DNAM-1 and the TIGIT/PVRIG/TACTILE Axis: Novel Immune Checkpoints for Natural Killer Cell-Based Cancer Immunotherapy

Beatriz Sanchez-Correa; Isabel Valhondo; Fakhri Hassouneh; Nelson Lopez-Sejas; Alejandra Pera; Juan M Bergua; Maria Jose Arcos; Helena Bañas; Ignacio Casas-Avilés; Esther Durán; Corona Alonso; Rafael Solana; Raquel Tarazona

doi:10.3390/cancers11060877

DNAM-1 and the TIGIT/PVRIG/TACTILE Axis: Novel Immune Checkpoints for Natural Killer Cell-Based Cancer Immunotherapy

Cancers (Basel). 2019 Jun 23;11(6):877. doi: 10.3390/cancers11060877.

Authors

Beatriz Sanchez-Correa¹, Isabel Valhondo², Fakhri Hassouneh³, Nelson Lopez-Sejas⁴, Alejandra Pera^{5

6}, Juan M Bergua⁷, Maria Jose Arcos⁸, Helena Bañas⁹, Ignacio Casas-Avilés¹⁰, Esther Durán¹¹, Corona Alonso^{12

13}, Rafael Solana^{14

15

16}, Raquel Tarazona¹⁷

Affiliations

¹ Immunology Unit, Department of Physiology, University of Extremadura, 10003 Cáceres, Spain. beatrizsanchezcorrea@gmail.com.
² Immunology Unit, Department of Physiology, University of Extremadura, 10003 Cáceres, Spain. ivalhondog@gmail.com.
³ Immunology Unit, Department of Physiology, University of Extremadura, 10003 Cáceres, Spain. hassounehfakhri@yahoo.com.
⁴ Immunology Unit, Department of Physiology, University of Extremadura, 10003 Cáceres, Spain. nelsonj836@hotmail.com.
⁵ Instituto Maimónides de Investigación Biomédica de Córdoba (IMIBIC), 14004 Córdoba, Spain. alejandrapera@gmail.com.
⁶ Department of Cell Biology, Physiology and Immunology, University of Córdoba, 14004 Córdoba, Spain. alejandrapera@gmail.com.
⁷ Department of Hematology, Hospital San Pedro de Alcantara, 10003 Cáceres, Spain. jmbergua@icloud.com.
⁸ Department of Hematology, Hospital San Pedro de Alcantara, 10003 Cáceres, Spain. mjarcar@yahoo.es.
⁹ Department of Hematology, Hospital San Pedro de Alcantara, 10003 Cáceres, Spain. cromacita@gmail.com.
¹⁰ Department of Hematology, Hospital San Pedro de Alcantara, 10003 Cáceres, Spain. nachocasas@hotmail.com.
¹¹ Histology and Pathology Unit, Faculty of Veterinary, University of Extremadura, 10003 Cáceres, Spain. esther@unex.es.
¹² Instituto Maimónides de Investigación Biomédica de Córdoba (IMIBIC), 14004 Córdoba, Spain. corona_alonso@hotmail.com.
¹³ Reina Sofia University Hospital, 14004 Córdoba, Spain. corona_alonso@hotmail.com.
¹⁴ Instituto Maimónides de Investigación Biomédica de Córdoba (IMIBIC), 14004 Córdoba, Spain. rsolana@uco.es.
¹⁵ Department of Cell Biology, Physiology and Immunology, University of Córdoba, 14004 Córdoba, Spain. rsolana@uco.es.
¹⁶ Reina Sofia University Hospital, 14004 Córdoba, Spain. rsolana@uco.es.
¹⁷ Immunology Unit, Department of Physiology, University of Extremadura, 10003 Cáceres, Spain. rtarazon@unex.es.

Abstract

Natural killer (NK) cells are lymphocytes of the innate immune response characterized by their role in the destruction of tumor cells.
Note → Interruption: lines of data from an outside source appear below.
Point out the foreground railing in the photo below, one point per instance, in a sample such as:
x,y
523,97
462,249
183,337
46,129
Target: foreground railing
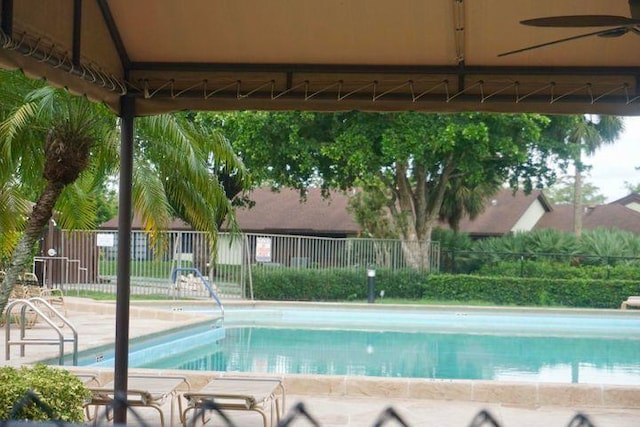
x,y
299,414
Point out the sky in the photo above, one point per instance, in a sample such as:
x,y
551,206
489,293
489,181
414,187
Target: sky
x,y
613,164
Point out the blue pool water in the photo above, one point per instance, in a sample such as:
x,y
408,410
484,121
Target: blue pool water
x,y
446,344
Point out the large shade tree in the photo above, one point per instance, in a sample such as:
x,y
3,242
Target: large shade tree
x,y
416,168
588,133
61,148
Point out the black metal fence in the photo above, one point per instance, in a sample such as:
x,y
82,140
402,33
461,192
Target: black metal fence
x,y
299,412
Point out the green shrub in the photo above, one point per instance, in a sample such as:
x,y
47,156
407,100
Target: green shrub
x,y
531,291
548,286
291,284
61,391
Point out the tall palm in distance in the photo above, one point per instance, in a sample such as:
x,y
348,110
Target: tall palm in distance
x,y
62,148
589,134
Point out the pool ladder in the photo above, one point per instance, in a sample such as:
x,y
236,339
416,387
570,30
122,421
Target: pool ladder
x,y
212,293
36,304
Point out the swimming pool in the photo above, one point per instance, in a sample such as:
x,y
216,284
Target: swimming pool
x,y
518,345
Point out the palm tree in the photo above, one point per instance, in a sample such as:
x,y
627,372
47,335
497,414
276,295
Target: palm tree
x,y
588,134
63,148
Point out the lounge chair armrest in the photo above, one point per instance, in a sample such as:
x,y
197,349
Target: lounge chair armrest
x,y
245,401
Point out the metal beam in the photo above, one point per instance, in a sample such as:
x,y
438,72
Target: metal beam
x,y
121,368
7,17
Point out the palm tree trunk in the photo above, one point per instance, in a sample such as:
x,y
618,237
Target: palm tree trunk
x,y
577,201
40,217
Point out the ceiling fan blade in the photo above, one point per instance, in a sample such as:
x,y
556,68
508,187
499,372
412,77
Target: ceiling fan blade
x,y
581,21
595,33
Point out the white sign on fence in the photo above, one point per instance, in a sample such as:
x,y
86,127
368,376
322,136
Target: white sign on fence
x,y
263,249
104,240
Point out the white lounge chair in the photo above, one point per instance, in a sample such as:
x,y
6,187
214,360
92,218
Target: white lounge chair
x,y
260,395
146,391
633,301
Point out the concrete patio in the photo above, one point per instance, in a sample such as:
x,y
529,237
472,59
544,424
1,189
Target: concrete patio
x,y
359,401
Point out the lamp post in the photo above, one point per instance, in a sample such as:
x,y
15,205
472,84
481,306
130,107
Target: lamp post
x,y
371,284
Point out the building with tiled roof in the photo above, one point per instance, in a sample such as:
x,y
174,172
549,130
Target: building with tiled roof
x,y
285,212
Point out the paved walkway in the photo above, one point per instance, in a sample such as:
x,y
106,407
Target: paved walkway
x,y
95,324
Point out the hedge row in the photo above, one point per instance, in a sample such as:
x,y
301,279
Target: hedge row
x,y
528,268
350,285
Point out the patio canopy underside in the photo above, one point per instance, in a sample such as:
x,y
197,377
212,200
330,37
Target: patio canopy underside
x,y
377,55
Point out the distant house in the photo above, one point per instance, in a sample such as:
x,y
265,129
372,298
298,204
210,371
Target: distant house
x,y
506,213
284,212
623,214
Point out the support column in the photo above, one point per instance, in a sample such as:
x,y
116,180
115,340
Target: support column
x,y
121,368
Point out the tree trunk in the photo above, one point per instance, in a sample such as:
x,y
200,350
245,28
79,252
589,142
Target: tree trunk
x,y
40,217
577,202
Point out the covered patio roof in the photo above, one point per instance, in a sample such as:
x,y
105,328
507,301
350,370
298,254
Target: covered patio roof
x,y
376,55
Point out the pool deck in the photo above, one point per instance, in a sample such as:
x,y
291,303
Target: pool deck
x,y
359,401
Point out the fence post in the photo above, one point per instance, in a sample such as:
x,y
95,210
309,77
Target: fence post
x,y
371,284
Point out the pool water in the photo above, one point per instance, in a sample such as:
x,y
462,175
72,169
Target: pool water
x,y
441,345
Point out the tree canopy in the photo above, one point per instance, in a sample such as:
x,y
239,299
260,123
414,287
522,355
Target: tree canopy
x,y
416,168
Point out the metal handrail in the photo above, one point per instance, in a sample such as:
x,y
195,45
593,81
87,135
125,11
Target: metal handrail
x,y
212,293
30,303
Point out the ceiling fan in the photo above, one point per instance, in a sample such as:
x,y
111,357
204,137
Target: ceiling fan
x,y
620,25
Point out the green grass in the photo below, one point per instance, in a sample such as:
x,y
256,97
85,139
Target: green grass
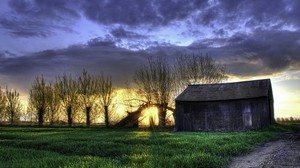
x,y
99,147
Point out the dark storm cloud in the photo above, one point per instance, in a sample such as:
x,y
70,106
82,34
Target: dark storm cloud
x,y
38,18
122,33
95,56
140,12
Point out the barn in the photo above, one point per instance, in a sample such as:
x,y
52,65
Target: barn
x,y
225,107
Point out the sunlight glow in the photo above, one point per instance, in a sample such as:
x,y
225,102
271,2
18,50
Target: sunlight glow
x,y
149,115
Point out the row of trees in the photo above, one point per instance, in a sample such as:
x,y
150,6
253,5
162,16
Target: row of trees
x,y
157,83
10,105
67,93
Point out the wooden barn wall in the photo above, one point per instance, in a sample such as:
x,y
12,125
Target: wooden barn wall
x,y
222,115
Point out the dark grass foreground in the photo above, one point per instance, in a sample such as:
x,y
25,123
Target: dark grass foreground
x,y
99,147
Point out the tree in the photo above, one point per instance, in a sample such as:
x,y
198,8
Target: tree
x,y
13,107
3,101
197,69
53,103
159,83
156,82
67,90
88,93
105,90
38,98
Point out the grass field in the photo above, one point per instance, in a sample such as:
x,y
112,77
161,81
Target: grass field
x,y
99,147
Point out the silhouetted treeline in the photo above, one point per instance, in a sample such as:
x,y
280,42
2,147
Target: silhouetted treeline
x,y
292,120
87,98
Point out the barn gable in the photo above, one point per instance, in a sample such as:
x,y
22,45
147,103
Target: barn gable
x,y
226,91
226,106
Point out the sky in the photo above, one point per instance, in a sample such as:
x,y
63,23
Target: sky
x,y
254,39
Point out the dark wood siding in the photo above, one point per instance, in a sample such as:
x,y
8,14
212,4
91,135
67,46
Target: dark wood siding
x,y
223,115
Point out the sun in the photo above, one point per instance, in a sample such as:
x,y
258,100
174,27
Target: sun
x,y
149,115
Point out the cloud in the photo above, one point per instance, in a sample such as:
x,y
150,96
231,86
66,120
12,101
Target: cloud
x,y
122,33
140,12
95,56
38,18
259,53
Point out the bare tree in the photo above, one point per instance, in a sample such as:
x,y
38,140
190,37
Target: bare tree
x,y
3,102
53,104
155,81
67,90
88,93
38,98
198,69
159,83
105,90
13,107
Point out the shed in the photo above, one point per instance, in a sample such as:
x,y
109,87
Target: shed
x,y
225,107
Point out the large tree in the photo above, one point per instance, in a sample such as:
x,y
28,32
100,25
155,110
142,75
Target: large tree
x,y
106,91
3,101
53,104
67,90
198,69
13,107
38,98
88,93
155,81
158,82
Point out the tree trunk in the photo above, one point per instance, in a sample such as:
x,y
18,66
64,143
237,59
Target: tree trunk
x,y
69,113
162,113
52,119
11,116
41,116
106,116
88,120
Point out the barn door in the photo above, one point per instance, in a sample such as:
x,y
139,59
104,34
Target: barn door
x,y
247,117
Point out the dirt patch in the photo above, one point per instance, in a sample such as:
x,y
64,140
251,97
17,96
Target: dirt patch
x,y
282,153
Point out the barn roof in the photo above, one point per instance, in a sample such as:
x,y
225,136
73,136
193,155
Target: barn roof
x,y
226,91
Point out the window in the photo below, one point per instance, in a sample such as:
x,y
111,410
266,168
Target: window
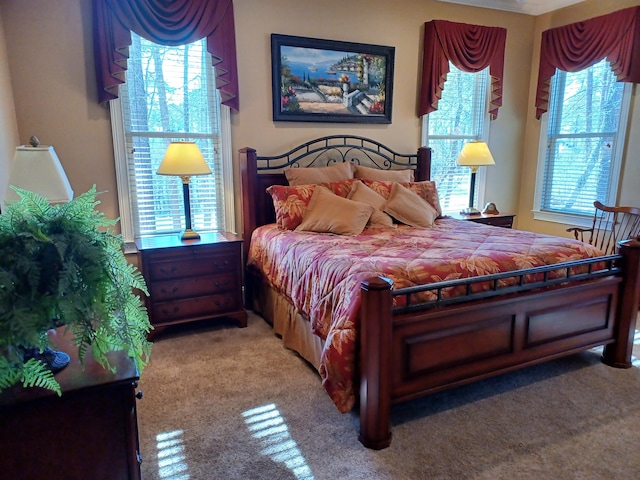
x,y
170,95
582,136
461,117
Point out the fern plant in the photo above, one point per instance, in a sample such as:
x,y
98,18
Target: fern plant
x,y
63,265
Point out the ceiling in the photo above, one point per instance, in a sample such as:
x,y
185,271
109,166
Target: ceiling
x,y
528,7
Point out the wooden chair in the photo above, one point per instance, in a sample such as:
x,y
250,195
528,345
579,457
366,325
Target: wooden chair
x,y
610,225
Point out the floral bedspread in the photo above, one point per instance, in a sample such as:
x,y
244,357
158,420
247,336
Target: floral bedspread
x,y
320,274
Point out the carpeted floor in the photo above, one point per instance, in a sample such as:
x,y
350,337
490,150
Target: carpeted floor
x,y
227,403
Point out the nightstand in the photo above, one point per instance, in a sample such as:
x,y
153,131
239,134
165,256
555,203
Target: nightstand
x,y
91,431
192,280
504,220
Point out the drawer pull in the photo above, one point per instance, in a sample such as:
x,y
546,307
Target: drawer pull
x,y
221,265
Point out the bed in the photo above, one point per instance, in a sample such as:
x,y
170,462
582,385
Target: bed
x,y
383,330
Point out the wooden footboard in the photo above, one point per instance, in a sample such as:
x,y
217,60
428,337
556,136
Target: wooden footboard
x,y
414,353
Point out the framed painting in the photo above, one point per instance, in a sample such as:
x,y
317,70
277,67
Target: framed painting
x,y
316,80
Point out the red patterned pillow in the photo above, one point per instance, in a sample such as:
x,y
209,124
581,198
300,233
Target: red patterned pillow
x,y
426,190
290,202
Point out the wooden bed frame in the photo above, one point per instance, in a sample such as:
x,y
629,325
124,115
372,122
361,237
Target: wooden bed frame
x,y
419,350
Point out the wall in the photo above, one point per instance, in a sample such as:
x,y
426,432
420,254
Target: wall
x,y
9,130
376,22
629,193
51,62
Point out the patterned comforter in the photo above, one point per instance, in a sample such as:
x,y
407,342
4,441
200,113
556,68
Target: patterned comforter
x,y
320,274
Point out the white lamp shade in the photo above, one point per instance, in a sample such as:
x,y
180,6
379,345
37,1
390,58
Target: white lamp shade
x,y
38,169
475,154
183,159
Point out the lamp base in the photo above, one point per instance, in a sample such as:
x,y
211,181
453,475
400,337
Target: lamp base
x,y
53,359
470,211
189,234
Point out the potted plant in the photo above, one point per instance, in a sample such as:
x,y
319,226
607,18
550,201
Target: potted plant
x,y
62,265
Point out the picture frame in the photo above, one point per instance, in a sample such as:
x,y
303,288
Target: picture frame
x,y
316,80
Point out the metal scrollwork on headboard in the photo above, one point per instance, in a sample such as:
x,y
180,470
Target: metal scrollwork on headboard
x,y
335,149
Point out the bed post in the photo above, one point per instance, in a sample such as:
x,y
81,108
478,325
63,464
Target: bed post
x,y
248,176
375,363
618,354
423,164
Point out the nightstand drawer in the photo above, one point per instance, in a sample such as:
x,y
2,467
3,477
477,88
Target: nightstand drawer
x,y
197,307
189,266
193,287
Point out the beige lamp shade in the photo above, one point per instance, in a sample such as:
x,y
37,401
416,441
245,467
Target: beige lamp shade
x,y
183,159
38,169
475,154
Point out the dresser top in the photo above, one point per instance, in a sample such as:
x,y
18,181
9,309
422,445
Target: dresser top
x,y
174,240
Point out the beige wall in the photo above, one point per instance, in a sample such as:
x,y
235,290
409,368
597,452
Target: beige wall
x,y
9,130
51,64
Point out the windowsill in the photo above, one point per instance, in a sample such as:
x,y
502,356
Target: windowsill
x,y
582,221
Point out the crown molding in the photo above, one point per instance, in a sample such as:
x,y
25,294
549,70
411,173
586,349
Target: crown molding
x,y
527,7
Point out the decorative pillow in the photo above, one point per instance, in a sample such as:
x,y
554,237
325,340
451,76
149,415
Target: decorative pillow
x,y
290,202
426,190
384,175
311,175
329,213
409,208
361,193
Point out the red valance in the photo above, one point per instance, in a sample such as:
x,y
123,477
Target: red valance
x,y
470,48
577,46
175,22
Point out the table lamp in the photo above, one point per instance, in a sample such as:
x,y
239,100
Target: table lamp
x,y
184,159
38,169
473,155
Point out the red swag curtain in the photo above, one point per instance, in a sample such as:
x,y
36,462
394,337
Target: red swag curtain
x,y
167,22
470,48
577,46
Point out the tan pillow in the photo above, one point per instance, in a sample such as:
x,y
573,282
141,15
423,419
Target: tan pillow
x,y
409,208
361,193
384,175
306,176
329,213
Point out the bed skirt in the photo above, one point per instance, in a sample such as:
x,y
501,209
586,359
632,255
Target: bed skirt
x,y
288,323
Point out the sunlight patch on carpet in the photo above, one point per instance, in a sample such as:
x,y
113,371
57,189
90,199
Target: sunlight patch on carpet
x,y
171,459
266,424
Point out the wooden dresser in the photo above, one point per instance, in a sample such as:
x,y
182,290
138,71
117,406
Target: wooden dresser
x,y
193,279
91,431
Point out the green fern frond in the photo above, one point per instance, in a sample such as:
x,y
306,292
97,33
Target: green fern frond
x,y
36,374
64,263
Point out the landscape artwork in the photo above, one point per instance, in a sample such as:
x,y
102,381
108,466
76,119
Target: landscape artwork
x,y
329,81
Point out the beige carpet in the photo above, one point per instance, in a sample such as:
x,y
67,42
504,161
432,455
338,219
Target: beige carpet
x,y
227,403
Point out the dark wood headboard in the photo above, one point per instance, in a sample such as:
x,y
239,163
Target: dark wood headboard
x,y
259,172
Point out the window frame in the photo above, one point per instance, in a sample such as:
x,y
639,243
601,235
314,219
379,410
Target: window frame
x,y
575,219
481,175
122,172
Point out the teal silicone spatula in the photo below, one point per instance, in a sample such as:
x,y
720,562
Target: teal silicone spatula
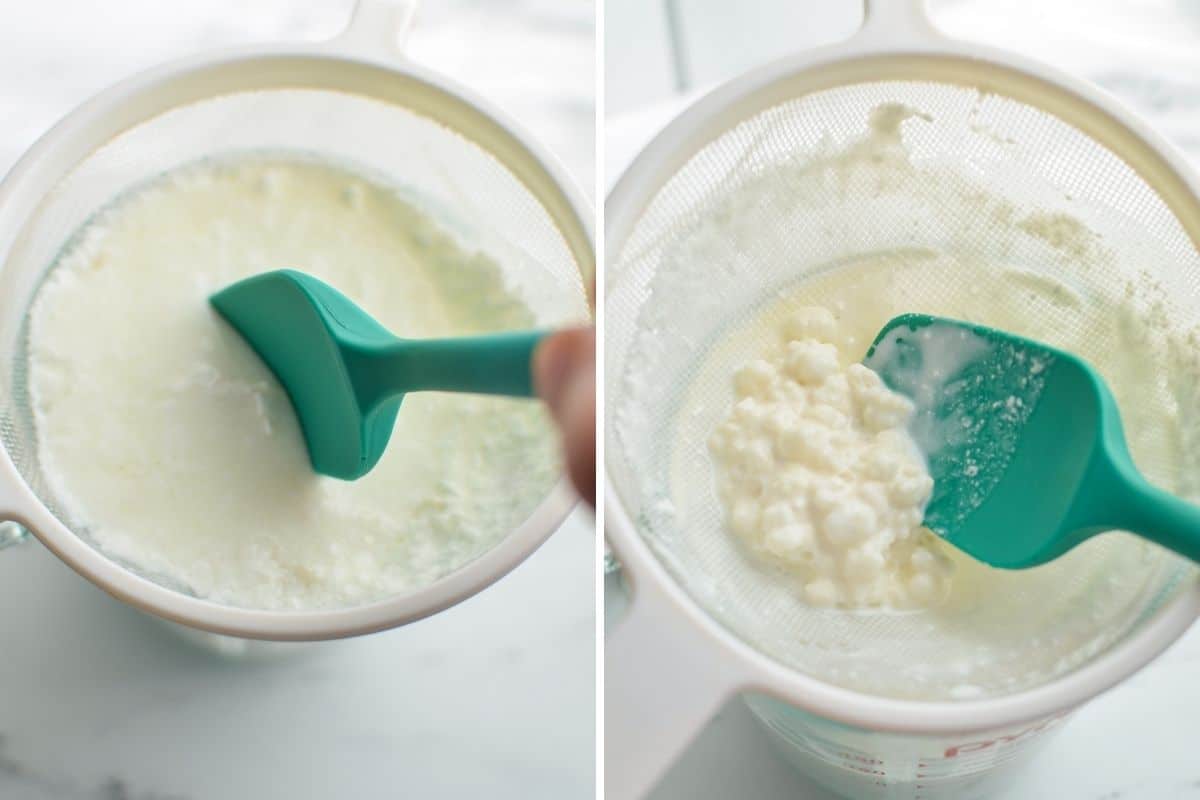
x,y
347,374
1024,443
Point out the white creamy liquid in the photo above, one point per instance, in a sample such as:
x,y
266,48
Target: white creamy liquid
x,y
167,441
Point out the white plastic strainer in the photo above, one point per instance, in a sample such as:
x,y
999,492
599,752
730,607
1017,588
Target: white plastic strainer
x,y
352,100
761,187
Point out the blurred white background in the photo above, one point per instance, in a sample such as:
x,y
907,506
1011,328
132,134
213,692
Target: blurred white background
x,y
491,698
659,54
1134,743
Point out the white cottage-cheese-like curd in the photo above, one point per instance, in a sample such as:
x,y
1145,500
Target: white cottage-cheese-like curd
x,y
821,479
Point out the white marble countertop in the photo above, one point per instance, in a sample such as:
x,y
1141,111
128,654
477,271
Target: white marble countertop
x,y
1138,741
493,697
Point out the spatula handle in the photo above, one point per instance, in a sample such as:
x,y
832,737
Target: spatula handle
x,y
1164,518
1125,500
497,364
Activation of NK cells depend on a fine balance between activating and inhibitory signals mediated by different receptors. In recent years, a family of paired receptors that interact with ligands of the Nectin/Nectin-like (Necl) family has attracted great interest. Two of these ligands, Necl-5 (usually termed CD155 or PVR) and Nectin-2 (CD112), frequently expressed on different types of tumor cells, are recognized by a group of receptors expressed on T and NK cells that exert opposite functions after interacting with their ligands. These receptors include DNAM-1 (CD226), TIGIT, TACTILE (CD96) and the recently described PVRIG. Whereas activation through DNAM-1 after recognition of CD155 or CD112 enhances NK cell-mediated cytotoxicity against a wide range of tumor cells, TIGIT recognition of these ligands exerts an inhibitory effect on NK cells by diminishing IFN-γ production, as well as NK cell-mediated cytotoxicity. PVRIG has also been identified as an inhibitory receptor that recognizes CD112 but not CD155. However, little is known about the role of TACTILE as modulator of immune responses in humans. TACTILE control of tumor growth and metastases has been reported in murine models, and it has been suggested that it negatively regulates the anti-tumor functions mediated by DNAM-1. In NK cells from patients with solid cancer and leukemia, it has been observed a decreased expression of DNAM-1 that may shift the balance in favor to the inhibitory receptors TIGIT or PVRIG, further contributing to the diminished NK cell-mediated cytotoxic capacity observed in these patients. Analysis of DNAM-1, TIGIT, TACTILE and PVRIG on human NK cells from solid cancer or leukemia patients will clarify the role of these receptors in cancer surveillance. Overall, it can be speculated that in cancer patients the TIGIT/PVRIG pathways are upregulated and represent novel targets for checkpoint blockade immunotherapy.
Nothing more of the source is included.